A party basically has three unofficial "castes" of party members.

  • The "silent members". Those who pay their membership fees and otherwise don't do much. It is obvious that when they speak, they speak for themselves and not for the party. Their ideological purity does not matter, as long as they keep paying their membership fees. If they finance a cause which doesn't align with their believes, that's bad for them, but good for the party.

  • The "active members". Those who come to party meetings, show up at rallies waving flags and sign up for activities like distributing advertising material, collecting signatures or talking to undecided voters directly. Those do speak on behalf of the party occasionally, but only in a very small manner, so the damage they can do is limited. But still, they can hurt the party. When they have views which are very different than their peers, they will usually notice rather quickly. The other active members will show them that they are not welcome and exclude them from party activities.

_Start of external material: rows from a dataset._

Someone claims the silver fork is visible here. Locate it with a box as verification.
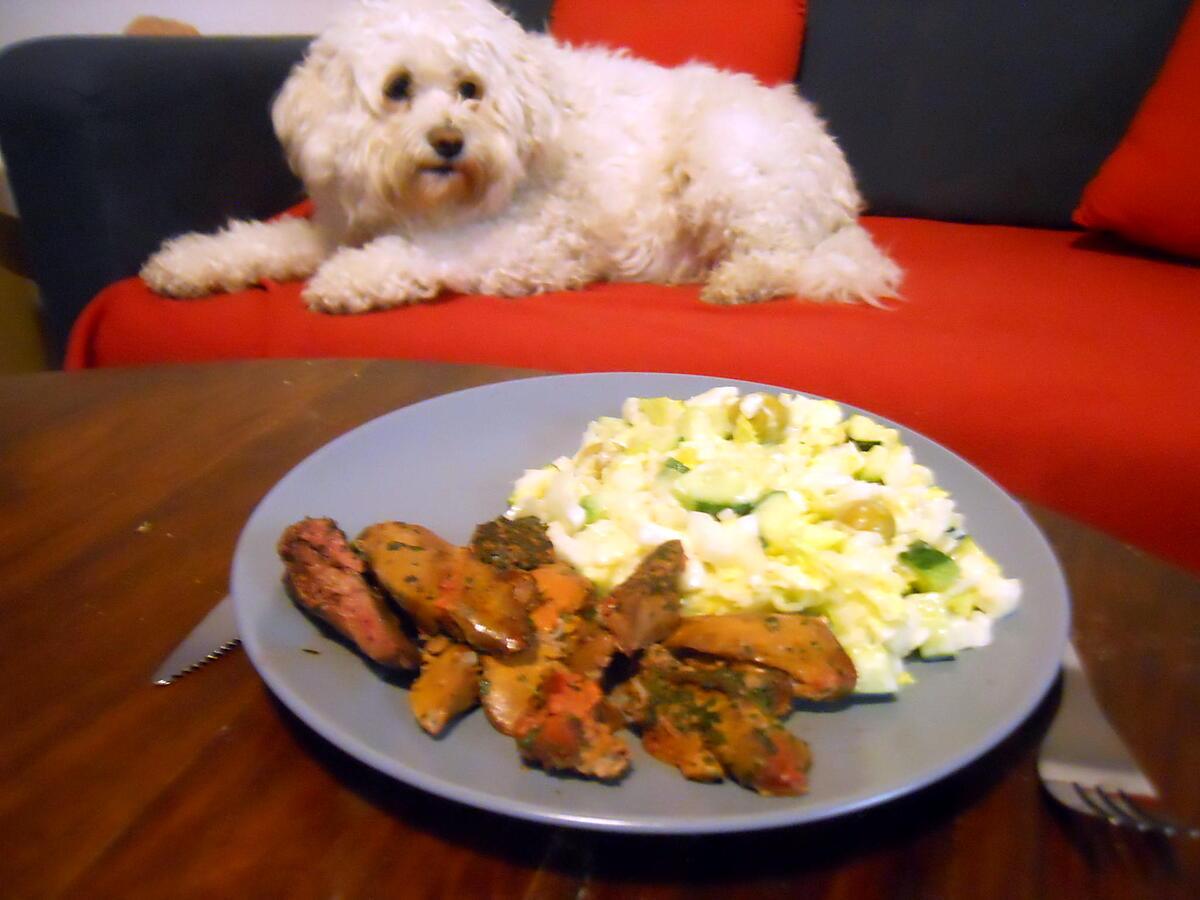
[1037,642,1199,838]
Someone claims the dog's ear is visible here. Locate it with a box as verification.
[272,44,348,188]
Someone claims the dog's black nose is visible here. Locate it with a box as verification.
[435,138,463,159]
[428,126,464,160]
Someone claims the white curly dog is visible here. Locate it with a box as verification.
[142,0,901,311]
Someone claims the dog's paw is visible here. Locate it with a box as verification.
[140,234,256,298]
[700,257,791,306]
[303,253,441,313]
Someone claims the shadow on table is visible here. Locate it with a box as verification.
[270,683,1062,886]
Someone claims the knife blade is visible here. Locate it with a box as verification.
[151,594,241,685]
[1037,642,1158,801]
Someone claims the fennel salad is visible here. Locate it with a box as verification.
[507,387,1021,694]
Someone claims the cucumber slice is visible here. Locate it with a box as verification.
[899,540,960,593]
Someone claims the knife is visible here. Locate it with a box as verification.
[151,594,241,685]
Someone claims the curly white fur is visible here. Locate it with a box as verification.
[142,0,901,311]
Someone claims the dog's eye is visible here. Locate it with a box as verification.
[457,79,482,100]
[383,72,411,101]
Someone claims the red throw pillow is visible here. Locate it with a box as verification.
[1072,1,1200,260]
[548,0,807,85]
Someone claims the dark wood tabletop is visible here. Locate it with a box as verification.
[1,358,1197,899]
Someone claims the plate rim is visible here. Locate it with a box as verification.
[232,371,1071,834]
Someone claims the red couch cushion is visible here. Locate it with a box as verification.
[66,217,1200,575]
[1073,0,1200,260]
[549,0,807,85]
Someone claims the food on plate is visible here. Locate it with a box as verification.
[512,667,631,780]
[470,515,557,571]
[410,636,480,735]
[619,646,810,795]
[355,521,456,636]
[278,515,857,796]
[507,387,1022,693]
[598,539,684,653]
[278,517,420,670]
[357,521,535,655]
[664,613,856,701]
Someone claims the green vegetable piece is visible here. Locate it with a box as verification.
[690,499,757,517]
[899,541,961,593]
[663,457,691,474]
[580,495,605,523]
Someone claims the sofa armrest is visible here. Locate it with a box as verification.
[0,35,310,359]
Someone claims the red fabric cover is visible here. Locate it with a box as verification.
[67,218,1200,574]
[549,0,806,84]
[1073,1,1200,260]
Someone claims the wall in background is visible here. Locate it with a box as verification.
[0,1,342,48]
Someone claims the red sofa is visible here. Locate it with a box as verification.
[4,2,1200,573]
[66,214,1200,574]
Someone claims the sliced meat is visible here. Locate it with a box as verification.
[479,649,552,736]
[278,518,419,670]
[701,691,810,796]
[639,682,726,783]
[528,562,615,678]
[639,644,793,718]
[357,523,534,655]
[607,674,653,728]
[529,562,593,632]
[410,636,480,736]
[664,613,857,700]
[438,549,534,655]
[470,516,556,571]
[625,646,810,793]
[563,617,617,681]
[479,563,598,737]
[512,667,630,781]
[636,658,809,795]
[600,540,684,654]
[355,522,456,636]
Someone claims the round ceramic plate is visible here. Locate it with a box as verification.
[231,372,1070,834]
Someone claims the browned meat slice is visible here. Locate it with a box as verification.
[358,523,534,655]
[410,636,480,736]
[638,645,793,717]
[643,718,725,783]
[527,562,616,678]
[563,618,617,680]
[529,562,593,632]
[607,674,653,727]
[664,613,856,700]
[479,648,552,736]
[512,667,630,781]
[637,659,808,795]
[702,691,810,796]
[600,540,684,654]
[355,522,456,636]
[638,678,726,783]
[278,518,419,670]
[479,561,601,737]
[438,548,534,655]
[623,646,810,793]
[470,516,556,571]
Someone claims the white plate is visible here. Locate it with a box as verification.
[231,372,1070,834]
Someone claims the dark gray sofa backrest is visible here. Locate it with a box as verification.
[801,1,1191,226]
[0,0,1190,359]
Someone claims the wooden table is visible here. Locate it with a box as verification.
[2,359,1197,899]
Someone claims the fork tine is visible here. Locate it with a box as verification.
[1115,791,1200,839]
[1074,784,1128,827]
[1096,788,1158,833]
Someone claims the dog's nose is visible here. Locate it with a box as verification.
[428,126,464,160]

  • The "party elite". Party officials or election candidates. Those are usually elected by other party members, and those who cast their votes mostly belong to the "active members" caste. Their words and actions are usually perceived as those by the party itself. So their ideological purity is usually one of the main concerns of those who vote for them. So anyone who does not conform to the party line in their words and actions will not have much of a chance to get elected into the elite.

OK, but what if an organisation with an ideology which goes contrary to the party decides to do a takeover? Sign up en-masse for the party, become active, bully out the previous actives by their mass and then elect elite members they want?

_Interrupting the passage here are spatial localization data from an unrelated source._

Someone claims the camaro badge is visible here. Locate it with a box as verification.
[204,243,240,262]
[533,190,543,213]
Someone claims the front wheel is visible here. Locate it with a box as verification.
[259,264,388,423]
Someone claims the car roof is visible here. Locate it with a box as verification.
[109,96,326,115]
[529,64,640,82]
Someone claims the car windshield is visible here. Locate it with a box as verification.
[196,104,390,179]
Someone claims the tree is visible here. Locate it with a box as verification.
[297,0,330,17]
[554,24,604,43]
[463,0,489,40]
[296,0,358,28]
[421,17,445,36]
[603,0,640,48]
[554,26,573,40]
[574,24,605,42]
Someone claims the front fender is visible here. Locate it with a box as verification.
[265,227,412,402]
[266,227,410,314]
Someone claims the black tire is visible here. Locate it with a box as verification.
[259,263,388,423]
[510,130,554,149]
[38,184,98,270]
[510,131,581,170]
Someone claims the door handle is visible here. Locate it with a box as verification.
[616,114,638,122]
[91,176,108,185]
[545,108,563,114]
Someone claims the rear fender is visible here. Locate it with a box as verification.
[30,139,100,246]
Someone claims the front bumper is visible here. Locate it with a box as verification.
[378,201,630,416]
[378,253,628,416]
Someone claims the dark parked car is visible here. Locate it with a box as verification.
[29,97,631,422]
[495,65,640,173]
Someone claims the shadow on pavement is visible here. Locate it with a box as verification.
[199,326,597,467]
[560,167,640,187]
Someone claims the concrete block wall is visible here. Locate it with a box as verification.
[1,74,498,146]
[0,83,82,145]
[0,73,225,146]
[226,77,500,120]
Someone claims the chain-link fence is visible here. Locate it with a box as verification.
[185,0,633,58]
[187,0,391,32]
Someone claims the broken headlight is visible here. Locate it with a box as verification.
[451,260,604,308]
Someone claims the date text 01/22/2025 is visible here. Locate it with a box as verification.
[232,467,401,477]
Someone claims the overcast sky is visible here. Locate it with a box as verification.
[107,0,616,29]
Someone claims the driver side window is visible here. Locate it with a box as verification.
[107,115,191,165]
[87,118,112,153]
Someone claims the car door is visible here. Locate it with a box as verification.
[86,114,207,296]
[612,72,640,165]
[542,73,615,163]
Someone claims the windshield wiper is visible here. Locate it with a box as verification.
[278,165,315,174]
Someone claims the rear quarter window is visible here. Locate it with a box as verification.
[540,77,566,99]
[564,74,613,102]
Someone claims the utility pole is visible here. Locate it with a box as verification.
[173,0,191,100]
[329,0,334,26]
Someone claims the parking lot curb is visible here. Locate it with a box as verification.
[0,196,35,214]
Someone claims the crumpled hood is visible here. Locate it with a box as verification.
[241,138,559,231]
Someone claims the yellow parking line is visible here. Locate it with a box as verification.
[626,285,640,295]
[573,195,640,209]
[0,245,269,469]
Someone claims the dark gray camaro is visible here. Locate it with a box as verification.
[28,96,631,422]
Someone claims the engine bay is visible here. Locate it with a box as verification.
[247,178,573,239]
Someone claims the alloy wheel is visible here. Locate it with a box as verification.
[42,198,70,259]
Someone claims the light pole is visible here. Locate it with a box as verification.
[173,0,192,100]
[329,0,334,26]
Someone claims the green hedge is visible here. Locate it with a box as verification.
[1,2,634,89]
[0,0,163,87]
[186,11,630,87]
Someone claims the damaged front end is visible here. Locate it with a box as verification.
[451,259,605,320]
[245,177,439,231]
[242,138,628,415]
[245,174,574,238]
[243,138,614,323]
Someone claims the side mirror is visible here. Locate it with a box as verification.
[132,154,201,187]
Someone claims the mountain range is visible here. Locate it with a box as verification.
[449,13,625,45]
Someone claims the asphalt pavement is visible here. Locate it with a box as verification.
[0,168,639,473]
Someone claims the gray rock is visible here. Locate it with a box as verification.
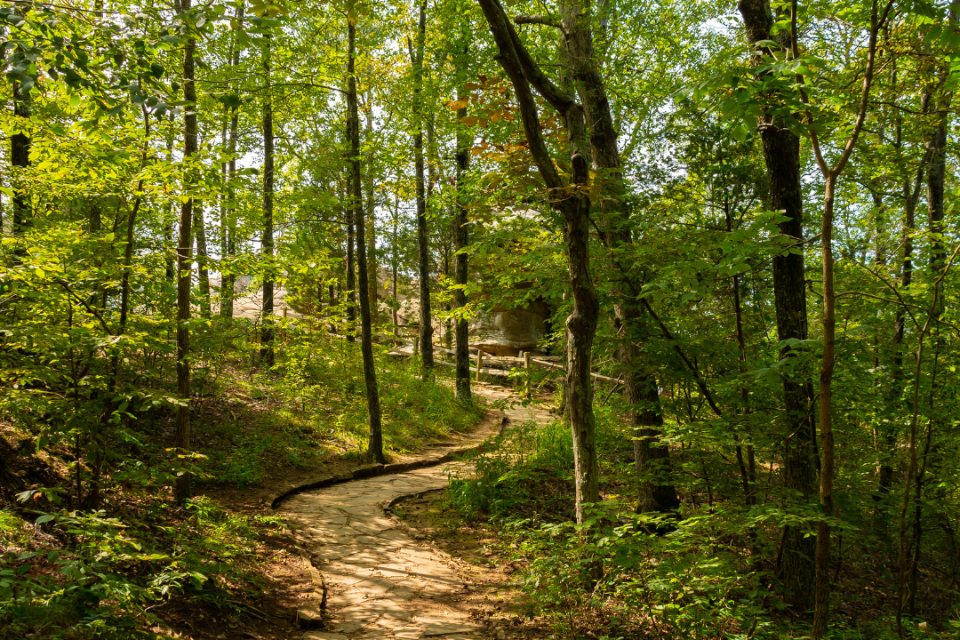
[469,301,548,356]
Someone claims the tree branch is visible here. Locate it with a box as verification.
[514,14,559,28]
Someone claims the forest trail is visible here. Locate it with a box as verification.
[282,384,554,640]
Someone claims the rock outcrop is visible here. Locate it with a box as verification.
[468,301,549,356]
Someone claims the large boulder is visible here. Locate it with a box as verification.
[396,297,420,327]
[468,301,548,356]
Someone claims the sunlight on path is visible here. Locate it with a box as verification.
[283,385,553,640]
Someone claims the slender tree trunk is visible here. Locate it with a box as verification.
[411,0,434,373]
[560,0,678,513]
[10,77,30,241]
[883,115,924,517]
[347,17,385,464]
[90,109,151,510]
[164,114,176,284]
[908,75,951,618]
[174,0,197,504]
[195,203,211,318]
[813,175,839,639]
[392,190,400,334]
[478,0,600,523]
[738,0,817,609]
[220,118,228,312]
[442,247,452,349]
[260,32,275,366]
[364,99,378,316]
[345,181,356,341]
[454,90,472,402]
[220,2,244,322]
[812,9,882,635]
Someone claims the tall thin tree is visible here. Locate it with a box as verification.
[453,81,472,402]
[738,0,817,609]
[410,0,434,374]
[173,0,198,504]
[347,10,385,463]
[261,26,275,366]
[220,1,245,322]
[478,0,600,524]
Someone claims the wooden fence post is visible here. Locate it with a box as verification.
[524,351,532,398]
[476,350,484,381]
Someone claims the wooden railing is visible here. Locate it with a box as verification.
[386,337,623,394]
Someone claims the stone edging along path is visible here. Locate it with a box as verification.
[270,416,505,510]
[272,384,554,640]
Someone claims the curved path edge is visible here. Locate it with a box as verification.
[271,410,508,509]
[281,386,555,640]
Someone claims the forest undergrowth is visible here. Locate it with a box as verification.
[0,326,481,640]
[444,394,960,640]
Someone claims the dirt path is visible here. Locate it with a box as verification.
[282,385,553,640]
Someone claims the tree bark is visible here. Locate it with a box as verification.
[391,189,400,333]
[810,6,884,635]
[813,174,838,638]
[194,203,211,318]
[411,0,434,374]
[261,30,275,367]
[347,17,385,464]
[220,1,244,323]
[10,76,30,241]
[478,0,600,523]
[908,64,952,618]
[559,0,679,513]
[454,87,472,402]
[738,0,817,610]
[345,178,356,341]
[174,0,197,504]
[364,98,378,316]
[164,113,176,284]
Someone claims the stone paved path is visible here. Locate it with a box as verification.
[283,385,554,640]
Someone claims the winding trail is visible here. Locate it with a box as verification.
[282,385,553,640]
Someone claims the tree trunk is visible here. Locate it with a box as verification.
[164,114,176,284]
[813,175,838,639]
[194,203,211,318]
[392,190,400,334]
[632,372,680,513]
[728,199,757,506]
[174,0,197,504]
[346,180,356,341]
[454,92,471,402]
[364,99,378,317]
[478,0,600,524]
[737,0,817,610]
[10,76,30,241]
[220,1,244,323]
[882,111,925,526]
[347,17,385,464]
[260,31,275,367]
[908,73,951,618]
[559,0,679,513]
[92,110,151,509]
[811,10,881,633]
[411,0,434,374]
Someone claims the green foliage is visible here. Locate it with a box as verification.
[0,498,281,639]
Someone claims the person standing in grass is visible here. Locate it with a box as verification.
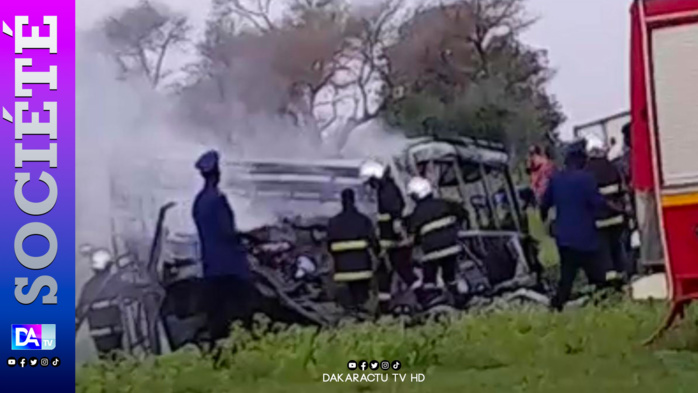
[327,188,380,315]
[540,143,617,311]
[192,150,255,346]
[527,144,556,204]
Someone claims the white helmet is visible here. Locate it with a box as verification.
[359,159,386,181]
[90,248,113,271]
[407,177,433,200]
[585,136,606,157]
[294,255,317,279]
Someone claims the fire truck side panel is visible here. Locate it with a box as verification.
[650,22,698,187]
[634,0,698,301]
[661,202,698,295]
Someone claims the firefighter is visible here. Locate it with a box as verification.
[192,150,255,346]
[75,249,124,360]
[405,177,469,307]
[327,188,380,314]
[359,160,419,314]
[618,122,639,276]
[585,137,629,287]
[541,143,620,311]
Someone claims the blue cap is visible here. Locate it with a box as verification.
[195,150,219,173]
[564,139,586,157]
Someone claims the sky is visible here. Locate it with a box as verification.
[76,0,634,138]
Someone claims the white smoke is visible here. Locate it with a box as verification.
[75,1,411,363]
[75,30,216,362]
[76,32,206,253]
[341,120,412,159]
[75,26,409,254]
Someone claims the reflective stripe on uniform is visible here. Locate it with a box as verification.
[333,270,373,282]
[380,239,398,249]
[596,215,624,228]
[599,183,621,196]
[91,299,118,310]
[377,213,392,222]
[330,240,369,252]
[422,244,462,262]
[90,326,122,338]
[605,271,622,281]
[420,216,457,236]
[378,292,392,301]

The first line of defense against this strategy is usually a party carta which includes a list of organisations which are considered incompatible with the party ideology. Anyone who is or was a member of these organisations is not allowed to join the party. Among those organisations are usually other political parties and political interest groups with ideologies which go contrary to basic principles of the party. In some cases there is just a prohibition of dual-membership (usually the case with other parties), in some cases it's a ban for life (with radical political organisations).

The second line of defense is a process for kicking out individual problem-members for repeated violation of the basic principles of the party. This is usually done through a party-internal "court" which has the right to exclude members for misbehavior, including those in elected positions.